Os contributos da procura interna e das exportações para o crescimento, de 1,6%, em 2016 foram respetivamente de 0,7% e de 0,9%. Os seus contributos para o crescimento, de 2,7%, em 2017 foram respetivamente de 1,2% (há uma gralha no texto que lhe retira uma décima) e de 1,5%. É possível que estes números, especialmente os relativos a 2017, ainda sofram revisões.

Mas a conclusão fundamental do Alexandre mantém-se. Não se pode desvalorizar, muito menos menosprezar, nenhum dos dois “motores” do crescimento português, o da procura interna e o da procura externa.

Uma das grandes vantagens da metodologia do Banco de Portugal é que permite responder com toda a facilidade à pergunta de quanto teria sido o crescimento, por exemplo em 2017, se não tivesse aumentado a procura interna ou se não tivesse aumentado a procura externa.

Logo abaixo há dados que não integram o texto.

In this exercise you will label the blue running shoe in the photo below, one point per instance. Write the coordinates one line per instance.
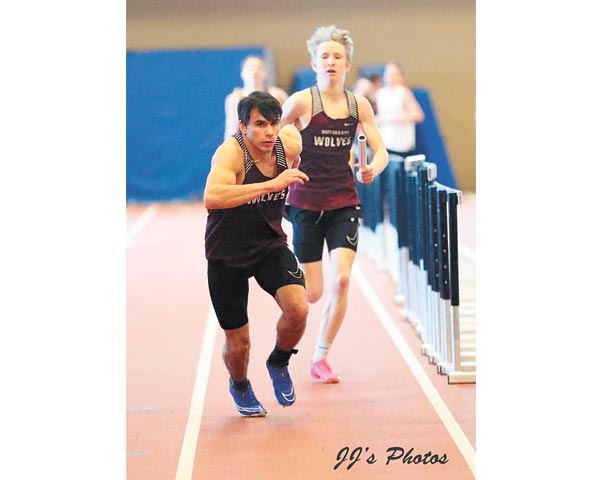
(246, 402)
(282, 384)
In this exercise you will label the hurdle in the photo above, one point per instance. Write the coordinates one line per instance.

Se a procura interna (consumo + investimento) não tivesse aumentado em 2017, se apenas tivesse aumentado a procura externa (exportações), a economia nacional teria crescido 1,5%. A propósito, não teria crescido -0,2%, ou seja não teria decrescido, como pode sugerir absurdamente a metodologia do INE (cf. recente destaque do INE, de 28 de fevereiro de 2018, p. 2, quadro dos contributos) ao não subtrair os conteúdos importados dos crescimentos brutos e ao comparar o contributo bruto da procura interna com o contributo da procura externa líquida, entendida como a diferença entre as exportações e todas as importações, seja as que entram nas exportações, seja as que entram no consumo e investimento. Se a procura externa (exportações) não tivesse aumentado em 2017, se apenas tivesse aumentado a procura interna, a economia nacional teria crescido 1,2%.

Repito que nisto tem muita razão o Alexandre. Ambas foram cruciais para o crescimento registado nestes dois anos.

Anónimo disse...

Caro João Ramos de Almeida,

queira desculpar, por desatenção coloquei aqui um comentário, pela sua extensão dividido em duas partes (às 01:33 e às 01:34, de 13 de março), que se destinava ao post seguinte do Alexandre Abreu («Os motores do crescimento português»).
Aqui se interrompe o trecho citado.